Paul defined faith as being “evidence of things unseen”. This view of faith quantifies it much like Jesus quantifies it in comparing faith to a mustard seed. Faith here is a measurable and palpable ‘thing’ that can even be used as evidence (presumably, in God’s court of law). But this definition doesn’t explain how faith can be increased or why it’s so important.
Here’s another definition that expands the idea of faith to include its mechanism of growth: “Faith is the means to and the measure of your relationship with God.” If we see faith both as a “way” (a means) and a quantity (a measure), faith becomes dynamic. In other words – we not only see that faith can grow, but we see how it can grow.
Every time you know God’s will and choose to do it, your faith grows. Every time you know God’s will and choose not to do it, your faith shrinks. It’s a very simple dynamic that even a child can understand. People who claim to have “lost” their faith actually still have a tiny fraction of faith (God never lets our faith balance go to zero), but their choices have put them in a near faithless state. That’s a sad and painful place to be. They got there by their choices, not because of something God did or didn’t do to them.
Faith is not something that someone else can increase for you, so Jesus could not have increased his disciples’ faith just because they asked him to. Faith is something you have to increase yourself. You increase it by your choices, just like you decrease it by your choices.
When a soul enters a body, it’s given a measure of faith. This is the capacity to be obedient to laws that God’s written on our hearts. Everyone knows those laws, though most people ignore them. Each time we ignore the laws written on our hearts, our faith decreases. But each time we heed those laws, our faith increases.
We born-agains have an even greater potential to increase our faith because of our one-on-one relationship with God through his spirit. We don’t have to guess whether or not we’re doing God’s will, we can know for sure simply by knowing scripture or asking God directly. This is why Jesus’ faith was so strong. He knew scripture, he had a one-on-one relationship with God, and he always chose to do God’s will.
Many people confuse faith with belief or a set of beliefs, but these are not faith. Your faith is intensely personal and entirely unique to you. It’s quantifiable and measureable. You’ve built it over the course of your lifetime. Every time you choose to do God’s will, you expand it. Every time you choose not to do God’s will, you shrink it.

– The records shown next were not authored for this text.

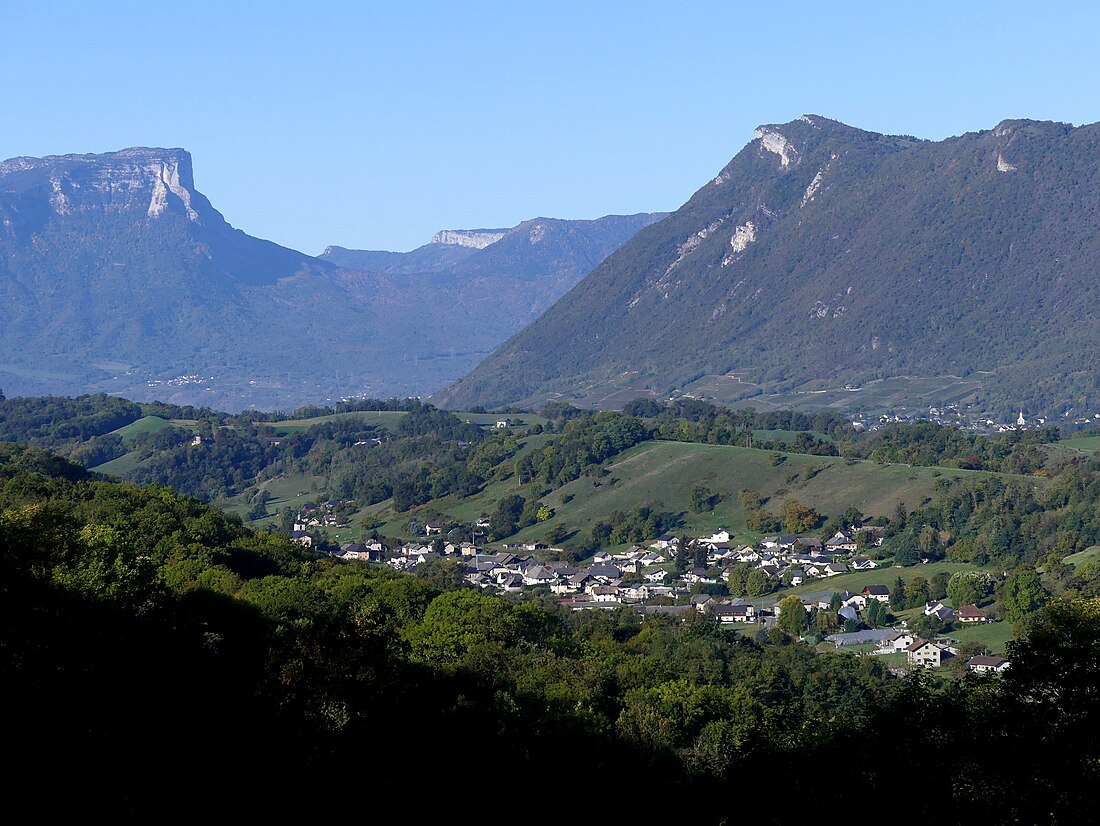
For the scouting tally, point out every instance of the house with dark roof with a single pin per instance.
(877, 592)
(988, 664)
(926, 654)
(971, 614)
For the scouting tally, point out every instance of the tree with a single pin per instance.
(873, 614)
(750, 499)
(900, 517)
(899, 595)
(792, 616)
(681, 561)
(938, 585)
(928, 540)
(505, 519)
(919, 591)
(966, 587)
(700, 555)
(557, 535)
(702, 499)
(1022, 594)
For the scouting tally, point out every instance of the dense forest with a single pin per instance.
(167, 652)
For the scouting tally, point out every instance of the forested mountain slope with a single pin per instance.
(823, 255)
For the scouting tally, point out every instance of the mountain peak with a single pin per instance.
(472, 239)
(153, 179)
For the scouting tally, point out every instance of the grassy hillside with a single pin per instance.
(144, 425)
(662, 473)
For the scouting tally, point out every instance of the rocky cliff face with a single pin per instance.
(823, 256)
(473, 239)
(140, 180)
(118, 275)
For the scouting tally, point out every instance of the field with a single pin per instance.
(898, 394)
(145, 425)
(788, 436)
(1079, 560)
(992, 635)
(858, 580)
(384, 419)
(662, 473)
(1087, 443)
(388, 419)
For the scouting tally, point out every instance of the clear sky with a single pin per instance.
(374, 124)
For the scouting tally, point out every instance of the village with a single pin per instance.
(646, 579)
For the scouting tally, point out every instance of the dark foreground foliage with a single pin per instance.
(161, 661)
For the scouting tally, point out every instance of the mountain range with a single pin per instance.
(826, 264)
(118, 275)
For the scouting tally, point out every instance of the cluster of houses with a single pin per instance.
(640, 576)
(311, 516)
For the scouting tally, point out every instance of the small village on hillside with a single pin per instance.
(661, 577)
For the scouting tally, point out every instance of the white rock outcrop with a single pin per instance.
(473, 239)
(773, 141)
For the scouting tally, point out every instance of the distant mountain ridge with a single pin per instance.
(118, 275)
(824, 255)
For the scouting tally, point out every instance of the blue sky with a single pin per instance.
(372, 125)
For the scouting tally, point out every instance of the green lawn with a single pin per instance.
(145, 425)
(387, 419)
(121, 466)
(661, 473)
(788, 436)
(384, 419)
(1081, 559)
(993, 635)
(1088, 443)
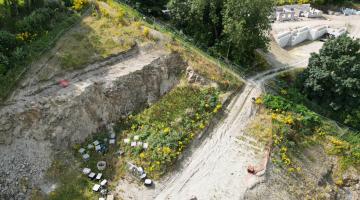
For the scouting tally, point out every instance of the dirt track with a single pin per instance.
(217, 168)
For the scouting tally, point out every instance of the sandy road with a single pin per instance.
(217, 169)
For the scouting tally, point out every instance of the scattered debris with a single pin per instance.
(86, 171)
(81, 150)
(96, 187)
(148, 182)
(101, 165)
(139, 144)
(103, 192)
(112, 136)
(110, 197)
(92, 175)
(64, 83)
(86, 157)
(98, 177)
(112, 141)
(119, 153)
(103, 182)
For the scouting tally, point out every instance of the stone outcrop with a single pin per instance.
(46, 116)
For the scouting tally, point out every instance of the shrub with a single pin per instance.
(7, 42)
(4, 62)
(169, 125)
(146, 32)
(37, 22)
(79, 4)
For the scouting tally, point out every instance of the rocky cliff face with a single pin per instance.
(45, 116)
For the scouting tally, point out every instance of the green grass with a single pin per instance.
(34, 51)
(168, 127)
(99, 36)
(338, 141)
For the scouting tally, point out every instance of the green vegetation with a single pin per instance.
(315, 2)
(295, 127)
(328, 86)
(27, 29)
(108, 31)
(227, 29)
(332, 79)
(169, 126)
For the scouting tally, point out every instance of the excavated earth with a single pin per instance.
(42, 117)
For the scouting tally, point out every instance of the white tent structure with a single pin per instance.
(299, 35)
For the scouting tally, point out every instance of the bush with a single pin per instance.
(7, 42)
(4, 62)
(38, 21)
(79, 4)
(307, 118)
(169, 125)
(146, 32)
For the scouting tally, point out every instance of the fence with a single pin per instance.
(188, 42)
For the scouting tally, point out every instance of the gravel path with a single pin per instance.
(217, 168)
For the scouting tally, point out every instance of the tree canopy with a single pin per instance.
(333, 75)
(231, 28)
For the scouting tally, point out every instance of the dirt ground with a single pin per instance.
(216, 168)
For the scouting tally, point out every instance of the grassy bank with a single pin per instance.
(32, 51)
(296, 126)
(168, 126)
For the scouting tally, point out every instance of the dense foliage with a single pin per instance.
(333, 78)
(169, 125)
(227, 28)
(233, 29)
(314, 2)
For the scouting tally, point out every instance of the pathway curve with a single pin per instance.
(217, 168)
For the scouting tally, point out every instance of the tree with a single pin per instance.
(333, 75)
(232, 28)
(246, 27)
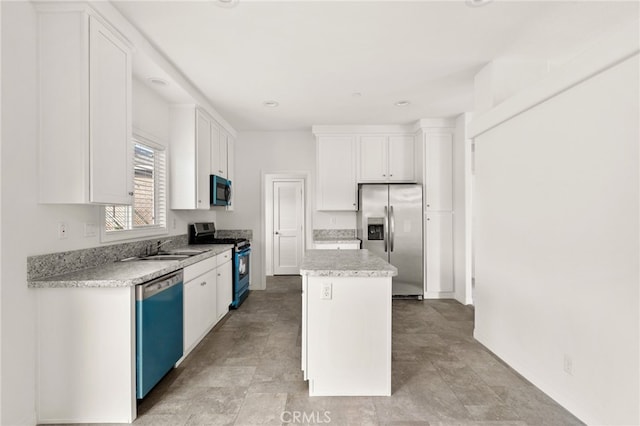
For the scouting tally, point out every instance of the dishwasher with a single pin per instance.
(159, 329)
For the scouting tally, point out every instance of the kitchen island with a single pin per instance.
(346, 323)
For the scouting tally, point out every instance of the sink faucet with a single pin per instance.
(159, 244)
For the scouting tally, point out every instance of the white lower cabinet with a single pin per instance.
(207, 296)
(224, 288)
(337, 246)
(199, 308)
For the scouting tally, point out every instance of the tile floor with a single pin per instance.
(247, 371)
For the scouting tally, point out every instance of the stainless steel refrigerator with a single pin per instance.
(390, 226)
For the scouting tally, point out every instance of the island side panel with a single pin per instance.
(349, 336)
(86, 355)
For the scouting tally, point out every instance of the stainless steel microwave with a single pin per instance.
(220, 191)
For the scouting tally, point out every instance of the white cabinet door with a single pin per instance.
(222, 154)
(402, 158)
(439, 253)
(208, 283)
(85, 150)
(192, 314)
(216, 138)
(199, 308)
(439, 172)
(224, 289)
(231, 155)
(373, 159)
(203, 144)
(111, 175)
(337, 188)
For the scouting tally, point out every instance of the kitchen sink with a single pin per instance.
(162, 256)
(177, 254)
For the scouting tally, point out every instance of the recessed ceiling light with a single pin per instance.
(477, 3)
(158, 81)
(226, 3)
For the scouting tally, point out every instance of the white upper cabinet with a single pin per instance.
(219, 156)
(438, 172)
(373, 158)
(385, 158)
(197, 152)
(190, 158)
(85, 146)
(231, 169)
(402, 158)
(336, 169)
(203, 143)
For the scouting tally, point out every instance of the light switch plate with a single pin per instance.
(325, 291)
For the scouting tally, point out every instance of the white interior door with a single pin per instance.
(288, 220)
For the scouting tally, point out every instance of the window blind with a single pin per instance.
(149, 192)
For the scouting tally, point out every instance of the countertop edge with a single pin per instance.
(163, 267)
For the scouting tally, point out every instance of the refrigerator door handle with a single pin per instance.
(392, 228)
(386, 227)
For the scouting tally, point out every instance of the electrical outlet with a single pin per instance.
(62, 230)
(325, 291)
(568, 365)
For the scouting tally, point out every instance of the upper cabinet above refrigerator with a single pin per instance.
(386, 159)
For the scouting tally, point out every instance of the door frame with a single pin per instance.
(296, 184)
(267, 213)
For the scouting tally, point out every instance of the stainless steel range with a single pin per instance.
(204, 233)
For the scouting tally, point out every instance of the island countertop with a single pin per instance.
(345, 263)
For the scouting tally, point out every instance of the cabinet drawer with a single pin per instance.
(223, 257)
(197, 269)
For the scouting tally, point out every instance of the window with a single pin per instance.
(147, 215)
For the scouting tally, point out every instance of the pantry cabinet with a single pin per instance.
(336, 173)
(439, 254)
(85, 135)
(438, 172)
(386, 158)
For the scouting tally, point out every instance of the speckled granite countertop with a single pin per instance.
(336, 241)
(345, 263)
(127, 274)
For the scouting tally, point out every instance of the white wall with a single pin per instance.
(460, 172)
(258, 153)
(557, 243)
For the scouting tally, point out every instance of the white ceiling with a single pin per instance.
(311, 56)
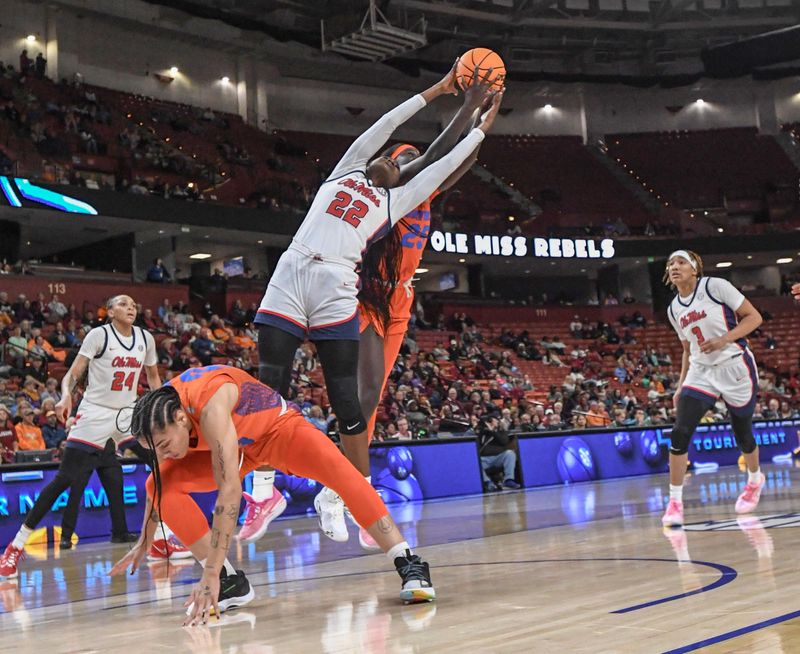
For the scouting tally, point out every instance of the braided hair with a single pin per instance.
(154, 410)
(380, 267)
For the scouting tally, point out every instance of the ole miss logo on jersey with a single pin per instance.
(125, 362)
(691, 317)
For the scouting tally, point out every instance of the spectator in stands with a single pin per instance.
(40, 66)
(640, 419)
(403, 431)
(576, 327)
(597, 416)
(157, 273)
(8, 436)
(53, 432)
(56, 308)
(25, 63)
(51, 391)
(6, 397)
(773, 410)
(495, 447)
(29, 436)
(16, 347)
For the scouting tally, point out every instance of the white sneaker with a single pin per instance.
(330, 508)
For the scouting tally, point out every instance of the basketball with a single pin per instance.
(483, 59)
(575, 461)
(400, 462)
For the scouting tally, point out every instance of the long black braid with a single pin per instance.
(379, 276)
(154, 410)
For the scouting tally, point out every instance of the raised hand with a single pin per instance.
(489, 116)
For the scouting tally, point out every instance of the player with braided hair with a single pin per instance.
(115, 355)
(712, 319)
(209, 428)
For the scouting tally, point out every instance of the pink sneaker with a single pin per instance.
(673, 516)
(366, 541)
(258, 515)
(171, 548)
(748, 500)
(8, 562)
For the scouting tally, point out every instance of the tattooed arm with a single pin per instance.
(219, 432)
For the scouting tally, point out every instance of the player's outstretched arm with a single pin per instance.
(474, 97)
(749, 320)
(219, 432)
(366, 145)
(459, 172)
(68, 383)
(405, 198)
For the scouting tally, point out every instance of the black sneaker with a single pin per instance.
(234, 591)
(416, 576)
(127, 537)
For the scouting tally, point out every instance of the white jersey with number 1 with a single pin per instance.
(708, 313)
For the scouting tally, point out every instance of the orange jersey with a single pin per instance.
(414, 228)
(256, 415)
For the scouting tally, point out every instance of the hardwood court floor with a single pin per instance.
(584, 568)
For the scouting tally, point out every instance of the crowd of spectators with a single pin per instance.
(467, 377)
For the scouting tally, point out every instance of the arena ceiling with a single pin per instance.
(570, 38)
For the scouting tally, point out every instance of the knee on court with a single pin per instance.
(679, 440)
(743, 432)
(343, 396)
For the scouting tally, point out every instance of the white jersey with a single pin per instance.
(708, 313)
(115, 363)
(348, 213)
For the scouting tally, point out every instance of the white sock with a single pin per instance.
(263, 481)
(229, 569)
(402, 549)
(22, 537)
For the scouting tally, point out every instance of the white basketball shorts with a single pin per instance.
(735, 381)
(95, 424)
(312, 296)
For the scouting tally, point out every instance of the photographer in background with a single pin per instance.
(495, 448)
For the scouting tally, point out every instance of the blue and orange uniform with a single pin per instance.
(414, 230)
(271, 432)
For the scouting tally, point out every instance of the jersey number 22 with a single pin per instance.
(344, 207)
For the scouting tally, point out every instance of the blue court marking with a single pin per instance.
(735, 633)
(8, 191)
(51, 199)
(728, 575)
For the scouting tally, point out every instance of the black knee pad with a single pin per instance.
(343, 396)
(276, 377)
(743, 431)
(679, 439)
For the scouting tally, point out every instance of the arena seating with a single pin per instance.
(706, 169)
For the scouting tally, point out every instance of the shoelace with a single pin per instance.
(253, 511)
(413, 569)
(14, 556)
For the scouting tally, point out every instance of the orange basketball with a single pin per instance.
(480, 60)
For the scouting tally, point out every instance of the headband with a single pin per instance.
(685, 255)
(400, 149)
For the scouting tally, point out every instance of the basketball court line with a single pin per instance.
(728, 635)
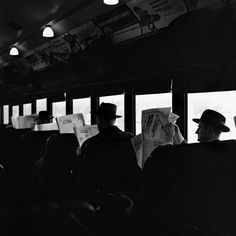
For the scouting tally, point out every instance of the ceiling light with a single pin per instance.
(14, 51)
(110, 2)
(48, 32)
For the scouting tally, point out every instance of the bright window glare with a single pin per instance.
(41, 105)
(15, 111)
(6, 114)
(118, 100)
(82, 105)
(27, 109)
(150, 101)
(58, 109)
(223, 102)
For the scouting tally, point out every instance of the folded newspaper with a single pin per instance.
(83, 133)
(66, 123)
(45, 127)
(153, 132)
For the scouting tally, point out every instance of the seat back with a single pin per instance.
(110, 165)
(56, 169)
(193, 184)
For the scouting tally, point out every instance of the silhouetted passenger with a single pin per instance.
(107, 162)
(44, 117)
(210, 126)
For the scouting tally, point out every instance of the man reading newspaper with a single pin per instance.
(113, 166)
(158, 129)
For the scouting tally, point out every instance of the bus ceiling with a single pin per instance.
(95, 42)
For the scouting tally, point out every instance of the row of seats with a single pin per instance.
(188, 189)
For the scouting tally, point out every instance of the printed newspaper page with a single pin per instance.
(66, 123)
(46, 127)
(83, 133)
(153, 128)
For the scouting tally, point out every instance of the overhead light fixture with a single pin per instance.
(48, 32)
(14, 51)
(110, 2)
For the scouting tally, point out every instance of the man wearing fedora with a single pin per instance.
(210, 126)
(44, 117)
(113, 163)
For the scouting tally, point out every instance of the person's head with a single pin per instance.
(106, 115)
(43, 118)
(138, 10)
(210, 126)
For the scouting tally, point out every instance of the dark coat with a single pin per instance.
(108, 163)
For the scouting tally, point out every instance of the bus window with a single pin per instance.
(5, 114)
(15, 111)
(58, 109)
(41, 105)
(82, 105)
(27, 109)
(222, 102)
(119, 101)
(149, 101)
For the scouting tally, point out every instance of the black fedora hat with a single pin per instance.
(107, 110)
(44, 115)
(213, 118)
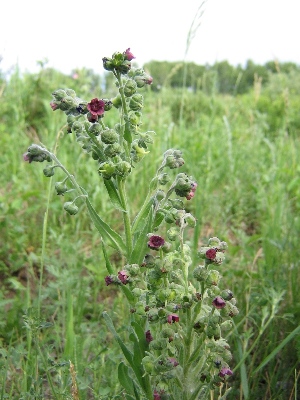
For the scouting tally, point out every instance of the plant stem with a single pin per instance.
(126, 216)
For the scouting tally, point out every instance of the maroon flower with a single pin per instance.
(225, 371)
(211, 254)
(155, 242)
(54, 106)
(173, 361)
(123, 277)
(172, 318)
(149, 337)
(128, 55)
(218, 302)
(96, 107)
(26, 157)
(108, 280)
(156, 395)
(148, 80)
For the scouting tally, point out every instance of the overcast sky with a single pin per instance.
(79, 33)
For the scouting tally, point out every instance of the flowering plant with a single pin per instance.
(177, 313)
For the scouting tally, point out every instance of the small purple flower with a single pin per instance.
(108, 280)
(148, 336)
(155, 242)
(173, 361)
(218, 302)
(211, 254)
(96, 107)
(172, 318)
(225, 371)
(122, 275)
(54, 106)
(128, 55)
(26, 157)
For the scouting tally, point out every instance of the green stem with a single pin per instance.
(126, 216)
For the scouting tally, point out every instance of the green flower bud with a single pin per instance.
(48, 171)
(71, 208)
(109, 136)
(200, 273)
(163, 179)
(160, 194)
(190, 220)
(123, 168)
(130, 87)
(111, 150)
(173, 234)
(148, 365)
(60, 188)
(136, 102)
(95, 129)
(213, 278)
(107, 170)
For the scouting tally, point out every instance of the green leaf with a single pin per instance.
(138, 371)
(140, 245)
(295, 332)
(141, 217)
(124, 378)
(112, 237)
(113, 194)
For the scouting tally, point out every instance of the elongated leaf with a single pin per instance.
(113, 194)
(140, 219)
(127, 353)
(140, 245)
(124, 378)
(295, 332)
(109, 235)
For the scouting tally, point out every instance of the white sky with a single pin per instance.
(79, 33)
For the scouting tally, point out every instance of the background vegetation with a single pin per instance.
(239, 129)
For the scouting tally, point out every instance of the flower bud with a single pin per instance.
(190, 220)
(60, 188)
(48, 171)
(163, 179)
(123, 168)
(173, 234)
(71, 208)
(95, 129)
(109, 136)
(200, 273)
(111, 150)
(59, 94)
(130, 88)
(136, 102)
(107, 170)
(213, 278)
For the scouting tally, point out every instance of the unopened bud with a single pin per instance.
(71, 208)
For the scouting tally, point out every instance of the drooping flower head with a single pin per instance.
(128, 55)
(122, 275)
(155, 242)
(218, 302)
(172, 318)
(96, 107)
(148, 336)
(225, 371)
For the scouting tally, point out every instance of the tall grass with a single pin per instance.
(51, 270)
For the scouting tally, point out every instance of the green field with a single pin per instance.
(242, 149)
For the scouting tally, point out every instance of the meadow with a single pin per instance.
(242, 149)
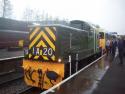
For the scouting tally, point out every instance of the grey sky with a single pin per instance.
(109, 14)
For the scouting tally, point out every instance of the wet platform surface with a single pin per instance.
(106, 76)
(113, 81)
(8, 54)
(86, 81)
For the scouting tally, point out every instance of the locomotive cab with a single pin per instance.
(41, 67)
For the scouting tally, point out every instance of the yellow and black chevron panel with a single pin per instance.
(42, 43)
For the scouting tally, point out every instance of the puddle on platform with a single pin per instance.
(86, 81)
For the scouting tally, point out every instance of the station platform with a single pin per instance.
(4, 53)
(113, 81)
(105, 76)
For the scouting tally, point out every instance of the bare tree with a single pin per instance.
(7, 9)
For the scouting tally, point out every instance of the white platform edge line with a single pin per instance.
(62, 82)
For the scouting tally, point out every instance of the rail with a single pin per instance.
(64, 81)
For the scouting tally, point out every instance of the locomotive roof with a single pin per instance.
(59, 25)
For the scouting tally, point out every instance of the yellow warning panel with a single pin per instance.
(21, 43)
(42, 74)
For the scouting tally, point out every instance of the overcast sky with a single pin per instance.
(109, 14)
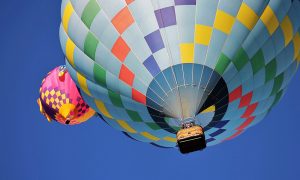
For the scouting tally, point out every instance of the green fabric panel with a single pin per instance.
(100, 75)
(241, 59)
(277, 84)
(277, 98)
(89, 12)
(222, 64)
(115, 98)
(90, 45)
(134, 115)
(153, 126)
(271, 70)
(257, 62)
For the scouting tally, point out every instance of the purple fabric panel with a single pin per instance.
(185, 2)
(220, 131)
(166, 16)
(152, 66)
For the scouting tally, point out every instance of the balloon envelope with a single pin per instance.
(60, 100)
(147, 66)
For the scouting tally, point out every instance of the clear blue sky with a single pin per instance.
(33, 149)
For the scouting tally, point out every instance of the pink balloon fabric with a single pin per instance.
(60, 99)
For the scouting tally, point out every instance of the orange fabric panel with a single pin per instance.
(120, 49)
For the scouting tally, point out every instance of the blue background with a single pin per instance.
(31, 148)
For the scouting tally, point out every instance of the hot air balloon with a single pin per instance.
(181, 73)
(60, 100)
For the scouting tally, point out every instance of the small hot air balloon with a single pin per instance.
(60, 99)
(174, 73)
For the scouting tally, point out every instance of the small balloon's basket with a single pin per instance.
(191, 138)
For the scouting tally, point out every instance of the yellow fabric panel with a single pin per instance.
(100, 105)
(296, 41)
(209, 109)
(82, 84)
(224, 21)
(149, 136)
(203, 34)
(70, 47)
(126, 126)
(170, 139)
(187, 52)
(287, 28)
(67, 15)
(270, 20)
(247, 16)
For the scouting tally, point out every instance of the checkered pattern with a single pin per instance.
(55, 93)
(117, 50)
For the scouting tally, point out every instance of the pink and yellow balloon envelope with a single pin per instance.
(60, 99)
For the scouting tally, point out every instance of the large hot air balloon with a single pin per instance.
(60, 100)
(169, 72)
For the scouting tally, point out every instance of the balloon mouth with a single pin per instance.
(42, 111)
(61, 73)
(187, 93)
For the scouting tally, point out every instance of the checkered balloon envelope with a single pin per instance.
(148, 66)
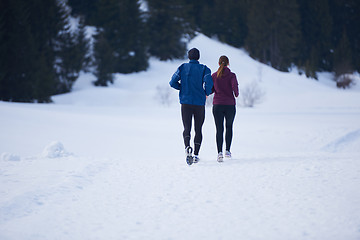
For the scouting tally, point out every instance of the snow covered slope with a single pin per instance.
(108, 163)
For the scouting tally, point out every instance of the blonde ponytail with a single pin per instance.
(223, 62)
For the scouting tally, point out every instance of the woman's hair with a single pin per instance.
(223, 62)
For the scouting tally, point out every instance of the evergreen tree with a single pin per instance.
(343, 56)
(120, 40)
(88, 9)
(226, 19)
(104, 60)
(168, 29)
(274, 34)
(316, 28)
(346, 20)
(71, 57)
(19, 61)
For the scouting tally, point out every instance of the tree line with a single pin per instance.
(42, 54)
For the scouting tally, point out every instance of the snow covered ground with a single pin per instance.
(108, 163)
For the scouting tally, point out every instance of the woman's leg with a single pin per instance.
(186, 114)
(199, 117)
(229, 117)
(219, 123)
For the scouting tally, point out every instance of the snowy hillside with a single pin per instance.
(108, 163)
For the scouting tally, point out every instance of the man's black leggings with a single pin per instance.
(220, 113)
(187, 113)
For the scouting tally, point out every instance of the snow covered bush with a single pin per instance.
(345, 81)
(55, 150)
(163, 95)
(9, 157)
(251, 94)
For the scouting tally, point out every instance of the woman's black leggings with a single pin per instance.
(187, 113)
(220, 113)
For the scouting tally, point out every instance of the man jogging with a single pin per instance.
(195, 83)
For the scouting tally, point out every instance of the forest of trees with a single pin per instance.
(42, 54)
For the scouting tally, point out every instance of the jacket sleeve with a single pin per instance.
(175, 80)
(208, 82)
(235, 85)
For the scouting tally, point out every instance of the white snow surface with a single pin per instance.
(109, 163)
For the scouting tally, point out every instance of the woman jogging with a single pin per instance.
(225, 89)
(195, 83)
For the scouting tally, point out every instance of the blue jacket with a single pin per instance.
(194, 82)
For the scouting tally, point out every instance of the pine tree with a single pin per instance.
(343, 56)
(274, 34)
(226, 19)
(104, 60)
(316, 28)
(72, 52)
(18, 52)
(168, 29)
(120, 40)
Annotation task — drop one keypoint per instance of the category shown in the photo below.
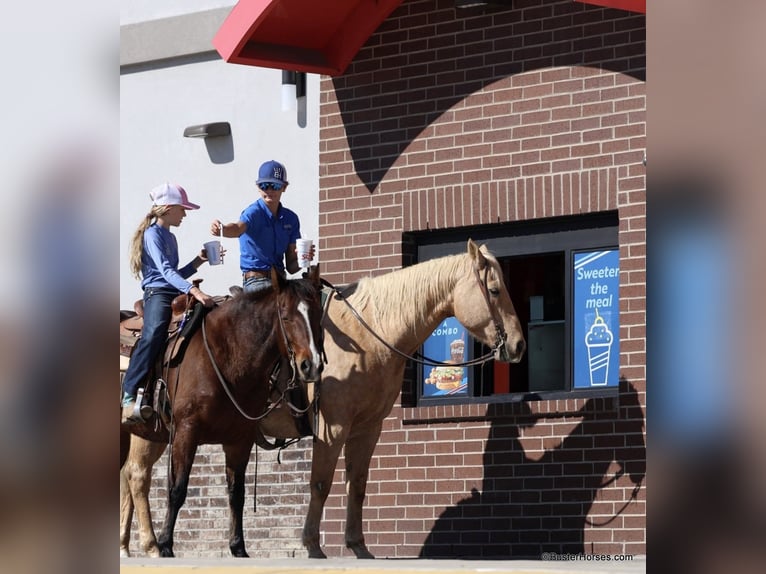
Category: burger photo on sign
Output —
(446, 377)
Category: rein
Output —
(500, 334)
(633, 496)
(226, 387)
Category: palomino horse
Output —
(135, 480)
(220, 388)
(363, 377)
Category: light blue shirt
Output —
(159, 262)
(264, 242)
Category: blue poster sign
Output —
(448, 344)
(596, 319)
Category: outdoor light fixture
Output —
(293, 88)
(212, 130)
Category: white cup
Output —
(303, 249)
(213, 251)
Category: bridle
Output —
(500, 334)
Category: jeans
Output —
(254, 284)
(157, 314)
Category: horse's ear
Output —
(275, 284)
(476, 255)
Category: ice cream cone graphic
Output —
(599, 343)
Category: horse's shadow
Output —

OK, you say. I get it. I understand faith, and I understand how I can increase my faith. But why is faith so important? And why did Jesus always get in his disciples’ faces about their lack of faith?
We know faith is important because Jesus told us it was. We need great faith not to move mountains but to have the best possible relationship we can with God. The greater our faith, the closer we grow to God; the closer we grow to God, the greater our faith.
And here’s the kicker – the closer we grow to God, the more God can work through us in the world.
This is why having great faith is so important. This is why not only knowing God’s will but choosing to do it is so very, very, very important.
God works through the strength of our faith. God loves through the strength of our faith. God makes the world more endurable through the strength of our faith. God brings people back to him through the strength of our faith.
People of great faith can do great things not by their own power, but by God’s.
We are all gifted with an equal measure of faith. How great that initial measure of faith grows depends on the choices we make in our lives. The more we choose God’s way, the greater our faith grows, and the closer we grow to God; the closer we grow to God, the more likely we are to choose God’s way, which in turn increases our faith, and so on, and so on. This is how faith grows exponentially.
This is also how a thing as tiny as a grain of mustard seed can turn into a great spreading tree, through which God spiritually feeds and shelters his loved ones.